From Leonardo da Vinci to the HPC: the history of the helicopter presented in a podcast with the participation of Carlo Cavazzoni

18 January 2023

In a podcast in the Corriere della Sera series entitled “Geni invisibili”, meaning “unknown geniuses”, Massimo Sideri discusses the milestones in the history of the helicopter, from Leonardo’s Atlantic Code to Enrico Forlanini’s invention, and analyses the evolution of the technology permitted by use of the davinci-1 supercomputer with Carlo Cavazzoni, Leonardo’s Senior Vice President of Cloud Computing and HPC.

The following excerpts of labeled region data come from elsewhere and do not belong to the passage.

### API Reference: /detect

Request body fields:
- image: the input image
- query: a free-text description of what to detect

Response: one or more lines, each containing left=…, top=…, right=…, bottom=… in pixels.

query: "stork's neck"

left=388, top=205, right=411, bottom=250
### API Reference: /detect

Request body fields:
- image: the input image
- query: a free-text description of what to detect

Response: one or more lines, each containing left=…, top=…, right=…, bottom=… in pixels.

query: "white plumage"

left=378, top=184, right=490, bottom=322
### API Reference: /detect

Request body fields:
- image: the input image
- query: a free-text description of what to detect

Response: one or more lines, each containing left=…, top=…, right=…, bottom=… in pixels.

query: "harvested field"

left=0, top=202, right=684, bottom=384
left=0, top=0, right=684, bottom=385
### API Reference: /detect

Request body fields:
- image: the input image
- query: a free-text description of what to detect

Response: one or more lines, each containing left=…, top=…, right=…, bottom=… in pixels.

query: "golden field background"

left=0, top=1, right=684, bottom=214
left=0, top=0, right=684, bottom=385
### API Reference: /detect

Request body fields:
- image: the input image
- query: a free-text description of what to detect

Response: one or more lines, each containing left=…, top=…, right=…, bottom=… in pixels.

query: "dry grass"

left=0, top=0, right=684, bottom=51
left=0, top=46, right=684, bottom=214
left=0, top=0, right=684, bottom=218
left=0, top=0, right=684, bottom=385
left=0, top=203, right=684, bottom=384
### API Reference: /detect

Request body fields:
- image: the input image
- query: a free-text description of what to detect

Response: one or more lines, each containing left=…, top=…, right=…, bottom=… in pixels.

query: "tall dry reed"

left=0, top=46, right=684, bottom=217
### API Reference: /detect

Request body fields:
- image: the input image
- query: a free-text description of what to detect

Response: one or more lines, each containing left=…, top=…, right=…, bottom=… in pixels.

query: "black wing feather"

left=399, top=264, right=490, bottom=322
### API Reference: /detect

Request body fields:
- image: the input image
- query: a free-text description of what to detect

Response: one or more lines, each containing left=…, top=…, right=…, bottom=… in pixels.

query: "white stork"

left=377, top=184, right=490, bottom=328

Carlo Cavazzoni introduces a podcast on “The Helicopter” in which Massimo Sideri, science and technology correspondent and editorialist with Corriere della Sera, analyses the aircraft’s long and complicated history. Starting with Leonardo da Vinci’s “aerial screw”, considered a precursor of the concept underlying the revolution in flight that was not to take place until several centuries later, and proceeding to discuss the essential contribution made by HPC in the development of helicopter designs. The podcast also features contributions from the curator of the Leonardo da Vinci Museum of Science and Technology, Fiorenzo Galli.

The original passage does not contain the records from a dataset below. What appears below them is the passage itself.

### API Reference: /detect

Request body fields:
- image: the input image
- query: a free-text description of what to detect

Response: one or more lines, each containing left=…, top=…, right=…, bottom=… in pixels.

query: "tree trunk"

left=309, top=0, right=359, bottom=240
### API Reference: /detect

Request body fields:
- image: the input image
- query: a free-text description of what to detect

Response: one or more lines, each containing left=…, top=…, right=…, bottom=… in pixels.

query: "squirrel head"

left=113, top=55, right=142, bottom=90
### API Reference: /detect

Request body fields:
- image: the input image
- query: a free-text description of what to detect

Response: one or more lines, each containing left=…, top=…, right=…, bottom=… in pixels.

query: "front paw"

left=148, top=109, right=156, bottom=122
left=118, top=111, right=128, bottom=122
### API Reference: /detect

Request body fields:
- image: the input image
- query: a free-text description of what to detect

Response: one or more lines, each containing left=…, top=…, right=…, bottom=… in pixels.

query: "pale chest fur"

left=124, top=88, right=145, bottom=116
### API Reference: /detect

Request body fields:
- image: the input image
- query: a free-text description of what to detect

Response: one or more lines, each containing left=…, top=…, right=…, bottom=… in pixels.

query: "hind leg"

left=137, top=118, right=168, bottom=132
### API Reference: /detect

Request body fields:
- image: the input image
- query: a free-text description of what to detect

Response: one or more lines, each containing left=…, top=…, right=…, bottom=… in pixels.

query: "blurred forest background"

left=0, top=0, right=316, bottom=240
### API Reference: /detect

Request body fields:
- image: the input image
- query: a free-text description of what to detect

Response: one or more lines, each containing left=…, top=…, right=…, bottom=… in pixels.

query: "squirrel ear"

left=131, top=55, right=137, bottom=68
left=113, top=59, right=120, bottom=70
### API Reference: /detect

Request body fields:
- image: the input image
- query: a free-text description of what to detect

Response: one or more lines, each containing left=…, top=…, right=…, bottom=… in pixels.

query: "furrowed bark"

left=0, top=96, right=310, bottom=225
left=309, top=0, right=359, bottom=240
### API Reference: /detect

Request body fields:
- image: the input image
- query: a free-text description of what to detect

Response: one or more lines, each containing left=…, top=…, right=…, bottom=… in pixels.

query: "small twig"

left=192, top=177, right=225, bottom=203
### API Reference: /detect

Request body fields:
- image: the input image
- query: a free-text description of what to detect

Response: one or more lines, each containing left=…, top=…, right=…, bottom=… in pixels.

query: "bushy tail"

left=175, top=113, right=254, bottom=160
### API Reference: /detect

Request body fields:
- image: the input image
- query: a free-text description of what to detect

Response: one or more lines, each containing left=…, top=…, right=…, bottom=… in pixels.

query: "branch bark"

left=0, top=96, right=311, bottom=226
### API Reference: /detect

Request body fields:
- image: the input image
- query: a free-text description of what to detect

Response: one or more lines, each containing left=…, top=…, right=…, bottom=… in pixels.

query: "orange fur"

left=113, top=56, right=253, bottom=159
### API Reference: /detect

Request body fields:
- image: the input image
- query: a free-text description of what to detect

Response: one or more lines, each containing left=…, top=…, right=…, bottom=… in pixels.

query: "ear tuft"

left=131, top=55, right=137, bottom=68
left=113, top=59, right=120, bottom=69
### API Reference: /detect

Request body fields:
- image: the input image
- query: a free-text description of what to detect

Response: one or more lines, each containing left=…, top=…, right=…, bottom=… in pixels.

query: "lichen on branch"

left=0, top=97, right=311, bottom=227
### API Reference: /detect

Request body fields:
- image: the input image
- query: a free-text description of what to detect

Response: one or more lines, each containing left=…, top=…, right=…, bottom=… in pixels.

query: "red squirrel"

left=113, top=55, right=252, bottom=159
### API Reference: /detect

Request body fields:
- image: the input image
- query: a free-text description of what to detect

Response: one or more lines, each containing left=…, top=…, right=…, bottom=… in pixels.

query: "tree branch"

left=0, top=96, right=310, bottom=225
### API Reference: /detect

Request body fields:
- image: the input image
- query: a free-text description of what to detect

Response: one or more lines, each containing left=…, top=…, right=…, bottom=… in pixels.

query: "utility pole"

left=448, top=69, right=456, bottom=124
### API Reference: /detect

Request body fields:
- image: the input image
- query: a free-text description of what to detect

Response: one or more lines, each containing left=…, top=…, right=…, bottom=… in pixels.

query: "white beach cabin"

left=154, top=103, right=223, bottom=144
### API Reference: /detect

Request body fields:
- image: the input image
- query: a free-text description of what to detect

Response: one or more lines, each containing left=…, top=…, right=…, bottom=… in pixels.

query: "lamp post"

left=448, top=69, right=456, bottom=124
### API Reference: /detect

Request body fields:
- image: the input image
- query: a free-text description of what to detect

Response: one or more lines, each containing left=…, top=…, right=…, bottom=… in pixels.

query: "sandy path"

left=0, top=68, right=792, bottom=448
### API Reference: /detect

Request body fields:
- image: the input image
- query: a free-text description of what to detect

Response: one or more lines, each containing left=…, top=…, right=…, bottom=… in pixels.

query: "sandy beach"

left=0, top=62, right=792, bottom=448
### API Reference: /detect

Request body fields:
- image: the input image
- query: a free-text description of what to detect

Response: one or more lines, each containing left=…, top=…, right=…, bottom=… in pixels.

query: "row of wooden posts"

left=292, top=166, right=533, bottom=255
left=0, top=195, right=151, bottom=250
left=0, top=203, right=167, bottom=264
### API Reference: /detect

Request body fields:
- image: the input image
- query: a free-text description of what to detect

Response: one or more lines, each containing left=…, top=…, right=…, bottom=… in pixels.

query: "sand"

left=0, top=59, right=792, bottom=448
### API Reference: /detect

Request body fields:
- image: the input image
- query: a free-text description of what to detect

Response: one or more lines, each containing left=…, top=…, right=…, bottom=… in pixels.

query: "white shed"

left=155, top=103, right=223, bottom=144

Leonardo is definitely not an “unknown genius”, but it was not until 1759, three centuries later, that little-known Russian inventor Michail Lomonosov designed an object much like a helicopter. From that time on, experiments, projects, demonstrations, patents and attempts to rise into the air followed one another, including the work of French pioneer D’Amecourt, who called his prototype the “hélicoptère”, giving the aircraft its name. But the true “unknown genius” of this story is Enrico Forlanini, a member of the military engineering corps and son of the great physician Carlo Forlanini. In the show held in the Public Gardens in Milan in 1877, he presented his “steam helicopter”, the first “heavier-than-air object” to rise off the ground, now displayed alongside a reconstruction of Leonardo’s aerial screw at the Leonardo da Vinci Museum of Science and Technology. Forlanini offered further proof of his ingenuity with more inventions, including the hovercraft.

Mentioning Sikorsky and Count Agusta, Sideri describes how helicopter technology has evolved down to the present day as he enters the room housing the davinci-1 HPC in the company of Carlo Cavazzoni, who is in charge of the Leonardo supercomputer. “Not many companies can count on an infrastructure like this. Only a handful of enterprises in the world have the know-how to manage, run and update this kind of infrastructure. The HPC, like the cloud, is an infrastructure that has to be kept competitive, over time, with the frontier of semiconductor technology”. The supercomputer is essentially used to process data and conduct simulations. This permits forecasting with a view to improving a product, such as a helicopter, which is already in the design phase.

Cavazzoni then goes on to speak of digital twinning, another step on the path to creation of today’s hi-tech products such as helicopters, radar systems and airplanes. He concludes by emphasising the importance of teaching children to develop code at an early age, “training them” to use a kind of logical reasoning that is not encouraged by other learning schemes.

Sideri closes his podcast with a mention of the “Ingenuity” drone, which is, in essence, a helicopter for exploring Mars, and landed on the red planet in 2021 during NASA’s Mars 2020 mission.